Die dunkle Seite der digitalen Welt
Hassreden im Internet nehmen zu. So stark, dass selbst Hartgesottene oft überrascht sind. Beim Festival "South by Southwest" in den USA wurde über den richtigen Umgang damit diskutiert und was schwerer wiegt: Würde oder das Recht auf freie Meinungsäußerung.
Das gibt es sonst nicht beim Festival "South by Southwest": Taschenkontrolle am Eingang, Polizei im Raum und die Aufforderung der Moderatoren: "Wir bitten alle Teilnehmer unserer Veranstaltung, sich respektvoll zu verhalten." So hieß es in Durchsagen vor jeder der 15 Veranstaltungen, in denen an diesem Festivaltag über Hass im Netz diskutiert wurde.

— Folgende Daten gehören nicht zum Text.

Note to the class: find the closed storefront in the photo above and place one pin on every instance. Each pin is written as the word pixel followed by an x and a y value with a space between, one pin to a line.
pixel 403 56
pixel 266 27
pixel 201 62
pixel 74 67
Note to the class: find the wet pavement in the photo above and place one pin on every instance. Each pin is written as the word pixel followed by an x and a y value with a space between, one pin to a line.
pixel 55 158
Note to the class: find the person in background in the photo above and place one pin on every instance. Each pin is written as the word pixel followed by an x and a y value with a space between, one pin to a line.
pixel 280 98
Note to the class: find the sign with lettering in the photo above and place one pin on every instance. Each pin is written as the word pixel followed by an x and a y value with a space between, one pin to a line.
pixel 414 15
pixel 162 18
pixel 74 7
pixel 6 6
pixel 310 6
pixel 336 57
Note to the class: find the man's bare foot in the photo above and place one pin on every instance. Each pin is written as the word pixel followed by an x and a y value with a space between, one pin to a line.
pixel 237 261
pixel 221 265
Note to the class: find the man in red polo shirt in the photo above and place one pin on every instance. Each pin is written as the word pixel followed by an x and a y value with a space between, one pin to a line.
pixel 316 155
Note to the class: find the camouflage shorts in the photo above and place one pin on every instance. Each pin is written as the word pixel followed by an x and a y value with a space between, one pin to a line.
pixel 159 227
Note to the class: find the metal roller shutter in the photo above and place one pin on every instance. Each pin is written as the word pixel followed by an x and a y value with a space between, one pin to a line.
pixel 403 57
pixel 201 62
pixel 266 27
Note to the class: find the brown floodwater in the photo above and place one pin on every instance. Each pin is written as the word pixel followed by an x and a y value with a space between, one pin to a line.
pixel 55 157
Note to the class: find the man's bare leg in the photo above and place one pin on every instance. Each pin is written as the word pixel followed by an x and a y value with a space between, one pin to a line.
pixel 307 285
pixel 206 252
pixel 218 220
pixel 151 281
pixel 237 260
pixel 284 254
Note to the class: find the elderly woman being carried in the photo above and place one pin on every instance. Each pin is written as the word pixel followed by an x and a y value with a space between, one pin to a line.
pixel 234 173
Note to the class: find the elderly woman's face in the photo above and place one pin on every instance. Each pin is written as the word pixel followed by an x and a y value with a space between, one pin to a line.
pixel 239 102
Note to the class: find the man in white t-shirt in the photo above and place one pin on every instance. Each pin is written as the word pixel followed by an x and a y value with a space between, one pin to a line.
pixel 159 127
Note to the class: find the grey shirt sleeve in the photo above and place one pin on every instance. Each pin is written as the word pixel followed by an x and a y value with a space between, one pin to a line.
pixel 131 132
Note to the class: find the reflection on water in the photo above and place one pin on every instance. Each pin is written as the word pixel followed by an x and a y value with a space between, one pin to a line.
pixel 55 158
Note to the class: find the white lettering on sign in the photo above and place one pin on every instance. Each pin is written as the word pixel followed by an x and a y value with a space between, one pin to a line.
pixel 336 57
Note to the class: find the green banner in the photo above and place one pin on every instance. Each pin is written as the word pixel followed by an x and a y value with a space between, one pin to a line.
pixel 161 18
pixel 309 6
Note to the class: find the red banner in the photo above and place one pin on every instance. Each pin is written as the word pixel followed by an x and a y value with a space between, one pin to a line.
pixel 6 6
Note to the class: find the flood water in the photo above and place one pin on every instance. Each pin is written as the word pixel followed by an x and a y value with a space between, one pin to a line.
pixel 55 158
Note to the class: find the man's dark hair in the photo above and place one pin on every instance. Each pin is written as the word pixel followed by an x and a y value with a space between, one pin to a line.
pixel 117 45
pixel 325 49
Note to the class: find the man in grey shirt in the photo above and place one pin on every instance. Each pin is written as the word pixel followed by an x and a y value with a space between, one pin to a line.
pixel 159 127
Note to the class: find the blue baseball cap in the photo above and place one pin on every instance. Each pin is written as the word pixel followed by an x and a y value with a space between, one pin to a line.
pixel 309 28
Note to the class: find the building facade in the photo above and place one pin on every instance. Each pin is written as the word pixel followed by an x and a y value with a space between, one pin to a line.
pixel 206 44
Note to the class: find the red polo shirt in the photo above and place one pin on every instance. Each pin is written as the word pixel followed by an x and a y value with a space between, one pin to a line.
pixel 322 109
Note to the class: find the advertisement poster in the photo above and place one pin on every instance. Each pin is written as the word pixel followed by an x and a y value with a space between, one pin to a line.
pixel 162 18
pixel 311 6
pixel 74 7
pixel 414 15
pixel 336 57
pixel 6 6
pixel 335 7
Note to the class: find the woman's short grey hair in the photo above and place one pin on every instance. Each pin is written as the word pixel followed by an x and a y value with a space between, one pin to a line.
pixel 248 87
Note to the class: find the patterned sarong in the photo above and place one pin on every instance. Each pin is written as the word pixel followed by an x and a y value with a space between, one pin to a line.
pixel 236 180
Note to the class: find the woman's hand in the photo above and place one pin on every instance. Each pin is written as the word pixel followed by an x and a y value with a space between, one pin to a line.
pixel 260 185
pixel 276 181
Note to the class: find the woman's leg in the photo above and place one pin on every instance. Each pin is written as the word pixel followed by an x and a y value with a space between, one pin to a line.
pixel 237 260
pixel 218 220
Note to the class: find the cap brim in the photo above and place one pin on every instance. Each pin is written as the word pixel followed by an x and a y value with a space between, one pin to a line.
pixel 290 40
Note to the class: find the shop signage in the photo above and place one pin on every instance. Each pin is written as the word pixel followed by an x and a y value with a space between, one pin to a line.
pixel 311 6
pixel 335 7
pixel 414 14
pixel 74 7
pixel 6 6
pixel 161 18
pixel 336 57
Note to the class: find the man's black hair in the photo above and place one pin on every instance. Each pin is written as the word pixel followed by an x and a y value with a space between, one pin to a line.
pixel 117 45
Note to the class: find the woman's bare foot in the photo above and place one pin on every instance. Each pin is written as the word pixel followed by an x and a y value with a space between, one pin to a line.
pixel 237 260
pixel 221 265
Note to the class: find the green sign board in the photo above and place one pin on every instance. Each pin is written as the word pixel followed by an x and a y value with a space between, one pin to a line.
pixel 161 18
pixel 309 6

Es hatte im Vorfeld Gewaltandrohungen gegeben - so sehr hatte sich die Debatte um Belästigung und Hass im Netz aufgeheizt. Was ist denn aber überhaupt "Hate Speech" - also hasserfüllte Rede im Netz, fragte Lee Rowland von der Bürgerrechtsorganisation ACLU.
Auf globaler Nachbarschaftswache
Sie ist eine der Rednerinnen zum Thema "Wie weit muss Hassrede geschützt werden?". Doch schon allein die Frage nach der Definition würde jeder anders beantworten. Hassrede wird in unterschiedlichen Ländern unterschiedliche geahndet. Soziale Netzwerke wie Facebook und Youtube haben inzwischen Verhaltensregeln für ihre Nutzer aufgestellt. Andere Nutzer können Verstöße melden. Es ist eine Art globale Nachbarschaftswache. Aber eine komplette Kontrolle ist fast unmöglich.
Auf Youtube werden beispielsweise jede Minute 400 Stunden Videomaterial hochgeladen, Facebook hat über 1,6 Milliarden Nutzer. Und technische Lösungen, Hass-Rede herauszufiltern und automatisch entsprechende Beiträge zu blocken, seien noch nicht so weit, erklärt Monika Bickert von Facebook:
"Das ist immer im Kontext zu betrachten. Man kann ja auch im Spass einem Freund schreiben: Wenn Du nicht zu meiner Party kommst, dann bringe ich Dich um. Und deshalb müssen wir immer noch selbst darauf schauen."
Morddrohungen im Netz
Wie speziell Frauen online angegriffen werden, war das Thema bei dem Panel "Ist ein sichereres, vernünftigeres, höflicheres Internet überhaupt möglich?". Moderiert wurde die Diskussion von der Spieleentwicklerin Brianna Wu, die seit Jahren online belästigt wird, sogar Morddrohungen erhielt. Wu sagt, dass Hass im Netz nur auf mehreren Ebenen gelöst werden kann.
"Wir brauchen Eltern, die ihren Söhnen beibringen, Mädchen und Frauen im Netz respektvoll zu behandeln. Wir brauchen Gesetze, die uns zum Beispiel bei Fällen von Rachepornos helfen. Wir brauchen Facebook, das in seinen Verhaltensregeln Transgender besser schützen sollte. Es gibt nicht die eine Lösung."
Rechtsprofessor Jeffrey Rosen dagegen warnte vor weiteren Gesetzen. Das Urteil des Europäischen Gerichtshofs auf ein "Recht auf Vergessenwerden" hält er für falsch. Als Gesellschaft müssen wir uns entscheiden, was für uns den größeren Wert hat, so Rosen: Privatsphäre und Würde oder das Recht auf freie Meinungsäußerung. Er würde sich immer für Letzteres entscheiden.